SFunctor - Structure Function Analysis for MHD Turbulence

A high-performance Python pipeline for computing anisotropic, angle-resolved structure functions from 2D slices of 3D magnetohydrodynamic (MHD) simulations. Designed for analyzing AthenaK simulation outputs with a focus on turbulence analysis.

Overview

SFunctor computes structure functions - statistical measures of field increments at different spatial separations - which are fundamental tools for analyzing turbulence. The pipeline:

Extracts 2D slices from 3D MHD simulation data
Computes derived fields (vorticity, current density, Elsasser variables, magnetic curvature, density gradients)
Calculates structure functions using efficient histogram methods
Provides comprehensive visualization tools

Features

High Performance: Numba JIT compilation for critical loops, MPI support for multi-node parallelization
Comprehensive Physics: 10 magnitude channels and 18 cross-product channels including:
- Velocity, magnetic field, and density increments
- Perpendicular components for anisotropy studies
- Elsasser variables (z+ and z-)
- Vorticity and current density from neighboring slices
- Magnetic curvature (b·∇)b
- Density gradients ∇ρ
Angle-Resolved Analysis: Full 3D displacement vector binning (magnitude, polar angle, azimuthal angle)
Flexible Configuration: YAML-based configuration with profiles for different use cases
Robust I/O: Handles AthenaK binary formats and self-describing NPZ files
Memory Efficient: Shared memory multiprocessing to avoid data duplication

Installation

Prerequisites

Python 3.8 or higher
C compiler (for Numba)
MPI implementation (optional, for multi-node runs)
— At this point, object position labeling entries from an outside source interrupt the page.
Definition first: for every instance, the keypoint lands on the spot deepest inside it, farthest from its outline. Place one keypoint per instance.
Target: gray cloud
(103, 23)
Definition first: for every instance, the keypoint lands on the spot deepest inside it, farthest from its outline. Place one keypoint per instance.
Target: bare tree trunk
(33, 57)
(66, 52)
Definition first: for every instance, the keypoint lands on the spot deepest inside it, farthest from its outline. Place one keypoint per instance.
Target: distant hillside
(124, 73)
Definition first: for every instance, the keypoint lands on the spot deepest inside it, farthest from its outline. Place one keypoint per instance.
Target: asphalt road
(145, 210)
Option 1: Install from source (recommended)

# Clone the repository
git clone <repository-url>
cd SFunctor

# Create virtual environment
python3 -m venv venv
source venv/bin/activate  # On Windows: venv\Scripts\activate

# Install in development mode (this installs all dependencies automatically)
pip install -e .

This command installs the package in "editable" mode and automatically installs all required dependencies listed in requirements.txt, including numpy, numba, matplotlib, scipy, pyyaml, etc.
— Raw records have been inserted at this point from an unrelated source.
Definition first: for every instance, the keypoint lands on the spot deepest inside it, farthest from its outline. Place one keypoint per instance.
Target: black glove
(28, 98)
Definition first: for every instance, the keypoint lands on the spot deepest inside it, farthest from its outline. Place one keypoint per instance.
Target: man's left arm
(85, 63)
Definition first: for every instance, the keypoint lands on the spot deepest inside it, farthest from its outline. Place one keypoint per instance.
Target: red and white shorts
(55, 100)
Option 2: Install dependencies manually

If you prefer to install dependencies separately without installing the package:

# Create virtual environment
python3 -m venv venv
source venv/bin/activate

# Install required packages individually
pip install numpy numba matplotlib scipy pyyaml
pip install mpi4py  # Optional, for MPI support
pip install cmasher h5py  # For visualization and HDF5 support

# Then add SFunctor to your Python path
export PYTHONPATH="${PYTHONPATH}:${PWD}"

Option 3: Using requirements.txt

# Create and activate virtual environment
python3 -m venv venv
source venv/bin/activate

# Install all dependencies
pip install -r requirements.txt

Quick Start

1. Extract a single 2D slice

python run_extract_slice.py \
    --sim_name Turb_320_beta100_dedt025_plm \
    --axis 3 \
    --offset 0.0 \
    --file_numbers 0

2. Compute structure functions

# Single slice analysis
python run_analysis.py \
    --file_name slice_data/Turb_320_beta100_dedt025_plm_axis3_slice0_file0000.npz \
    --stride 2 \
    --n_disp_total 1000 \
    --N_random_subsamples 1000

# Multiple slices with MPI (if available)
mpirun -n 8 python run_analysis.py \
    --slice_list slice_list.txt \
    --stride 2

3. Visualize results

python visualize_sf_results.py results/sf_results_*.npz

Detailed Usage

Step 1: Extract 2D Slices

The extraction step reads 3D simulation data and extracts 2D slices at specified positions. It also computes derived fields that require information from neighboring slices.

Basic extraction:

python run_extract_slice.py \
    --sim_name <simulation_name> \
    --axis <1|2|3> \
    --offset <position> \
    --file_numbers <start>-<end>

Parameters:

--sim_name: Base name of simulation files (without .bin extension)
--axis: Slice orientation
- 1 = yz-plane (x-normal)
- 2 = xz-plane (y-normal)
- 3 = xy-plane (z-normal)
--offset: Position along the normal direction [-0.5, 0.5]
--file_numbers: File numbers to process (e.g., "0-10" or "5,10,15")

Advanced options:

# Extract multiple slices at different positions
python run_extract_slice.py \
    --sim_name Turb_320_beta100_dedt025_plm \
    --axis 1,2,3 \
    --offset -0.25,0.0,0.25 \
    --file_numbers 0-100

# Specify data directory and output location
python run_extract_slice.py \
    --sim_name MySim \
    --data_dir /path/to/simulation/data \
    --cache_dir /path/to/output/slices \
    --axis 3 \
    --offset 0.0

# Extract with specific options
python run_extract_slice.py \
    --sim_name Turb_5120_beta25_dedt025_plm \
    --axis 1 \
    --offset 0.0 \
    --file_numbers 50 \
    --neighbor_offsets 0.002,0.004  # For derivative calculations

Extracted fields:

Each slice NPZ file contains:

Primary fields:
- velx, vely, velz - Velocity components
- bcc1, bcc2, bcc3 - Magnetic field components
- dens - Density
Derived fields:
- vortx, vorty, vortz - Vorticity components (∇ × v)
- currx, curry, currz - Current density components (∇ × B)
- curvx, curvy, curvz - Magnetic curvature components ((b·∇)b)
- grad_rho_x, grad_rho_y, grad_rho_z - Density gradient components (∇ρ)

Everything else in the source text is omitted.